Ken> Unfortunately, Python has some problems in this area. In
Ken> particular, since ubiquitous lists and dictionaries are dynamically
Ken> resized as needed, memory fragmentation seems inevitable.
That's not necessarily true. Also, I would say that Python has made
tradeoffs in this area, not that it necessarily "has problems". There is a
significant time/space tradeoff to be made. By hanging onto free lists and
structuring its allocator to group objects of similar sizes together,
allocation time of small objects (ints, floats, short strings, small dicts,
tuples and lists, etc) is greatly improved. (Small object allocation
dominates the dynamic memory allocation profile of Python.)
Ken> Also, memory freed by python apparently is not returned to the OS
Ken> according to this article:
Correct. There is a hierarchy of memory allocators in any system. In Unix
systems the system calls brk and sbrk are used to allocate and free large
chunks of memory from the operating system. These are generally called by
malloc, realloc and (sometimes) free.
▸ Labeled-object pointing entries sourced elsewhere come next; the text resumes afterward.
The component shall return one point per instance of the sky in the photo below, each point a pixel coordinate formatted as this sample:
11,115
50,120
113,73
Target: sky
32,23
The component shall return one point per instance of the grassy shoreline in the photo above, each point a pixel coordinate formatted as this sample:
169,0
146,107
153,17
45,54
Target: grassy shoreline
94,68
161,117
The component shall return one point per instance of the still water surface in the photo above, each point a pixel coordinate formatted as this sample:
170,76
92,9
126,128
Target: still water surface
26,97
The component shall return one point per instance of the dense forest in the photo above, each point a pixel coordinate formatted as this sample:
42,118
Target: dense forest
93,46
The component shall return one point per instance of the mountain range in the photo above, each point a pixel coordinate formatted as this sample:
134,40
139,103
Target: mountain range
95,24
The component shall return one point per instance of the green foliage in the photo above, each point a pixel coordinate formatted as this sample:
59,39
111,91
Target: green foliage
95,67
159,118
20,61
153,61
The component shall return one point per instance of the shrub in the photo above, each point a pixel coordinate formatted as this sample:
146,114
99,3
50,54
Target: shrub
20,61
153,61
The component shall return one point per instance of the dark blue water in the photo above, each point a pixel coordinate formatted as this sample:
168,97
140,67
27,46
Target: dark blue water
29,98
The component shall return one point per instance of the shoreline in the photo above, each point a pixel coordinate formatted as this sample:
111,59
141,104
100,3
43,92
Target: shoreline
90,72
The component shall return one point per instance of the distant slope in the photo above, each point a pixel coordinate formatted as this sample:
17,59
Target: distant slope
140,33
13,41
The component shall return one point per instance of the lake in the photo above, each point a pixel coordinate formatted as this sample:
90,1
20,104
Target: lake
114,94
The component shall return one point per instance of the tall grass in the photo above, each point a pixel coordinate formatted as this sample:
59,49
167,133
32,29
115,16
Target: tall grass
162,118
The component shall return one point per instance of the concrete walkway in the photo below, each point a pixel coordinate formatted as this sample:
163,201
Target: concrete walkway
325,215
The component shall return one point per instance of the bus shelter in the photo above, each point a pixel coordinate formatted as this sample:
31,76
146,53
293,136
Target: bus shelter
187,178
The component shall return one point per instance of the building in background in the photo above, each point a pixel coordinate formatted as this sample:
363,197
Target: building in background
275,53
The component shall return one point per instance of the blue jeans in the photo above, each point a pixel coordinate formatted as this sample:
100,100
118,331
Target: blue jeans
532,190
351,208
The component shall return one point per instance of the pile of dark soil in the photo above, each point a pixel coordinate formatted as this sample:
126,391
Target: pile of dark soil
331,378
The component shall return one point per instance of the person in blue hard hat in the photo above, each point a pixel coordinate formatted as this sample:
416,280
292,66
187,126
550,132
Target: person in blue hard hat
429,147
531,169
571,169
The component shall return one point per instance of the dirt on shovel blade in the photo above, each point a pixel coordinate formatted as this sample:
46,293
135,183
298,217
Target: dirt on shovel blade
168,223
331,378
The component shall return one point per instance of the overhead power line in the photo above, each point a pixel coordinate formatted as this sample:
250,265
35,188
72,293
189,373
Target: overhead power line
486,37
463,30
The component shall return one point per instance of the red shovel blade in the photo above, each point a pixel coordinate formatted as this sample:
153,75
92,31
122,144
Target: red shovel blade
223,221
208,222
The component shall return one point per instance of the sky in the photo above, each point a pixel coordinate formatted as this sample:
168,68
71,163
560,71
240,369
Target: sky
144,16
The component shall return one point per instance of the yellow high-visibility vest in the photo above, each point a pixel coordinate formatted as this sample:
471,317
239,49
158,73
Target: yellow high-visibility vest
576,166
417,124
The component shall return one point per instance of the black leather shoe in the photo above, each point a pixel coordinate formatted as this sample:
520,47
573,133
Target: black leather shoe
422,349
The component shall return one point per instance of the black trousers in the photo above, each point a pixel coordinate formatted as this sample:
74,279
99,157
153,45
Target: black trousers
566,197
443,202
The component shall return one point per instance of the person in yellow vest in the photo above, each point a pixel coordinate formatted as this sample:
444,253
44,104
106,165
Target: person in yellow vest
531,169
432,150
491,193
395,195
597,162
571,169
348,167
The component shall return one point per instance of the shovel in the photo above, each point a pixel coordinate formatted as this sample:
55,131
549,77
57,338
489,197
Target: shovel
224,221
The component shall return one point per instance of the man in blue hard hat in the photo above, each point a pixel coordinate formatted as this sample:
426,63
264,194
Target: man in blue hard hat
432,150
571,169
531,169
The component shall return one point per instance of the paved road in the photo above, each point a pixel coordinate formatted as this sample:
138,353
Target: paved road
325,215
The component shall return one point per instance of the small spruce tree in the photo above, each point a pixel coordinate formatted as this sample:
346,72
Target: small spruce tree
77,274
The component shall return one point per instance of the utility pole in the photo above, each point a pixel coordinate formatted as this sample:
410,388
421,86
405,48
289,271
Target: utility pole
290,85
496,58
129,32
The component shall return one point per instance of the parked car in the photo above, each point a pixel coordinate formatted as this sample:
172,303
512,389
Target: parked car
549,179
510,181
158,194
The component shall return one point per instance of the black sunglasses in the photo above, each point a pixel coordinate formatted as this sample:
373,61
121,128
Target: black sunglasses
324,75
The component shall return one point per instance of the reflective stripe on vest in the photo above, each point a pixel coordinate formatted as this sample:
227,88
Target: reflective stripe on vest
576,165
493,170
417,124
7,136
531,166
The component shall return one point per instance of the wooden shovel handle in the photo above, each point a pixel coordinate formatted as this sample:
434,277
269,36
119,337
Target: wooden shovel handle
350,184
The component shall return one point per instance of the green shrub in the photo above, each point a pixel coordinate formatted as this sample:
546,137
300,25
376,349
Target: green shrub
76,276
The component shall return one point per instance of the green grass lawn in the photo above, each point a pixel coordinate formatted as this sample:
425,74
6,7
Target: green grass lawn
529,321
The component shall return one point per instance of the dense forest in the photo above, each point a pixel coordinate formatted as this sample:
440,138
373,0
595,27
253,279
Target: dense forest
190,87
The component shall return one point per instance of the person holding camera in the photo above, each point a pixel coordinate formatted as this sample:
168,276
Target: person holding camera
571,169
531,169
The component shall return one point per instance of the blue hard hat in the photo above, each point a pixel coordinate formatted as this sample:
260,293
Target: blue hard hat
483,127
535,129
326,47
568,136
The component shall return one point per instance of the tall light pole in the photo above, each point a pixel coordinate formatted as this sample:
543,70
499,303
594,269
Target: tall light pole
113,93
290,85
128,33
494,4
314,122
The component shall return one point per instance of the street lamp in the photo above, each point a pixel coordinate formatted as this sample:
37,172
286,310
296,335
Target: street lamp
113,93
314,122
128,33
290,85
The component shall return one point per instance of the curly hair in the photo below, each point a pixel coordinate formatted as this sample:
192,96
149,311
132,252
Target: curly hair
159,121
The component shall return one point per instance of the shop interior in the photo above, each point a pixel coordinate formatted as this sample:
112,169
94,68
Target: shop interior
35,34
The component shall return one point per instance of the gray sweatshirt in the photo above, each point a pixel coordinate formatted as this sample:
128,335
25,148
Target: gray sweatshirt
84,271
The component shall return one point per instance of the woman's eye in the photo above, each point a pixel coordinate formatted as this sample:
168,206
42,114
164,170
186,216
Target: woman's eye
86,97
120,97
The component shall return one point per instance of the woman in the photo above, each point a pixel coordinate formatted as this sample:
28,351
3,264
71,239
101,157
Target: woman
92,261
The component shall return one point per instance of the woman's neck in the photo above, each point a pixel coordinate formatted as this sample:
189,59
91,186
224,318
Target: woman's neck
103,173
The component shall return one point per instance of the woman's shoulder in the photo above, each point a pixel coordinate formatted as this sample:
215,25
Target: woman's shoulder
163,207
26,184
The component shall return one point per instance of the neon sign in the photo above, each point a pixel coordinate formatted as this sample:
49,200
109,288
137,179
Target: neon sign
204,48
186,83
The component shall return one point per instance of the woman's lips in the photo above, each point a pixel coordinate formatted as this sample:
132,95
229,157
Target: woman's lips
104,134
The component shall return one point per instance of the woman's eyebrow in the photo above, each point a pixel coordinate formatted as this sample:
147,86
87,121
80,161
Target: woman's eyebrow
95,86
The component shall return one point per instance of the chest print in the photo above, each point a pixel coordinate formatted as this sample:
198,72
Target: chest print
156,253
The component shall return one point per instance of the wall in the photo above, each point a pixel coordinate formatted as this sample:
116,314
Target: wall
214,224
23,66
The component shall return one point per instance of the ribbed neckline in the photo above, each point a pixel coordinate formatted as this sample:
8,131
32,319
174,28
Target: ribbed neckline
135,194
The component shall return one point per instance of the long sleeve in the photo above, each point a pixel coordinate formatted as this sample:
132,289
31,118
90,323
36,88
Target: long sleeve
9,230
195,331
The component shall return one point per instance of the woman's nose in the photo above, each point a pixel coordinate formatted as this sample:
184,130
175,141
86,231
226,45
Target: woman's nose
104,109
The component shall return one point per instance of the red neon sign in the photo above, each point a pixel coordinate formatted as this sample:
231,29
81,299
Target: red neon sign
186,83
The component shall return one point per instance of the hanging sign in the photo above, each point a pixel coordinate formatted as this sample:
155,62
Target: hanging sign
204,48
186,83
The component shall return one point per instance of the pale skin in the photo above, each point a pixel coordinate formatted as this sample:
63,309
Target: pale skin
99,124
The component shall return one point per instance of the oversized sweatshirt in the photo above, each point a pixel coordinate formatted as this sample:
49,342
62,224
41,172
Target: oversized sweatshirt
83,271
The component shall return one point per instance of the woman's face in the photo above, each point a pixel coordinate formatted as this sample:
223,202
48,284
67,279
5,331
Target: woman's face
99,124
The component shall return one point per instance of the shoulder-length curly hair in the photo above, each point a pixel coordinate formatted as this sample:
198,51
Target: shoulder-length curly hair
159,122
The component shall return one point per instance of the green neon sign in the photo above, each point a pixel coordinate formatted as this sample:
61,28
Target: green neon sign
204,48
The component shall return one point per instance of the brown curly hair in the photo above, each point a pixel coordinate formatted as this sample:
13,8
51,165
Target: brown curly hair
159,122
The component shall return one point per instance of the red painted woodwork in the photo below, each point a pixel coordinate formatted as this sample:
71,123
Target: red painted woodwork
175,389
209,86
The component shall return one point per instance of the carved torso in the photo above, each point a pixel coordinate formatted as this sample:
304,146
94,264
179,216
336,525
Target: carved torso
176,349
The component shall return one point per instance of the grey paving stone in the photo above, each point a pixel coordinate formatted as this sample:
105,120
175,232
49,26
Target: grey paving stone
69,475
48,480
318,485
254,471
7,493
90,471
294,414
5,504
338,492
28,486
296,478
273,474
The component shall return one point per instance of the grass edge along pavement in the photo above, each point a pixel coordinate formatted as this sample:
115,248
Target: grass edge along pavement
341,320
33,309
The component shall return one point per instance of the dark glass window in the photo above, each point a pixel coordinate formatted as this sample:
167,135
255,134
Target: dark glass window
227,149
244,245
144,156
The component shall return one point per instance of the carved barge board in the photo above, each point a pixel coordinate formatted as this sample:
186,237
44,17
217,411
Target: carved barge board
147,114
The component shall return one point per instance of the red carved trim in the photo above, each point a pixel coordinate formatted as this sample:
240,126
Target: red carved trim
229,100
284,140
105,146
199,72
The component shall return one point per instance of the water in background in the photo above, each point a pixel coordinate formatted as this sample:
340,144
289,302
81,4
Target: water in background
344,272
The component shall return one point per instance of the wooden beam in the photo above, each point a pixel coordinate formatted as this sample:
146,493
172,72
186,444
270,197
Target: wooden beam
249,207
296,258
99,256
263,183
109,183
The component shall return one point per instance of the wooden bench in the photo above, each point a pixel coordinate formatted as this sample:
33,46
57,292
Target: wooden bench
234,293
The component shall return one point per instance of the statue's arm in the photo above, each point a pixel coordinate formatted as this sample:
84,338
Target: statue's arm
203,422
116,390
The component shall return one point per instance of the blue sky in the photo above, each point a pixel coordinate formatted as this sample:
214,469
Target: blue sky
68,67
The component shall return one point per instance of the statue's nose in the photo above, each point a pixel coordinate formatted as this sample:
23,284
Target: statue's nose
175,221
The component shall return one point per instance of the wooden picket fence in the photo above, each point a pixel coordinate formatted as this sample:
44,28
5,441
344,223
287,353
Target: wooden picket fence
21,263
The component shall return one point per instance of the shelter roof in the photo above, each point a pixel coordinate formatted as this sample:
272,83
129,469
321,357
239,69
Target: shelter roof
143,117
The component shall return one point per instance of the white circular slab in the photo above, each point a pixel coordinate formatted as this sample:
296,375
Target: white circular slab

They are rarely, if ever, called
directly by applications. Applications call malloc, free, realloc, etc.
Python has its own allocator, obmalloc, which sits on top of malloc. Only
brk and sbrk can actually free up memory pages (truly return them to the
operating system). Some malloc implementations will do that (and then only
if an entire page of memory is free), but many won't. You might find the
large comments sprinkled throught obmalloc.c helpful:http://svn.python.org/view/python/trunk/Objects/obmalloc.c
Note the big row of equal signs in the first comment block. Anything
retained above that is memory charged to the application (size you see in
top(1) for example). This is why the malloc library's behavior is
important. Python's allocator can return arenas to the malloc library by
calling free(), but there's no guarantee that the malloc library will.
Ken> Are there any good general countermeasures to make an application
Ken> use less memory? Any good overview articles on this subject?
If your Python application is dealing with large lists of numbers you might
investigate the array module or the external numpy module. In theory you
could also try to find a different malloc library which has better policies
about returning memory to the system.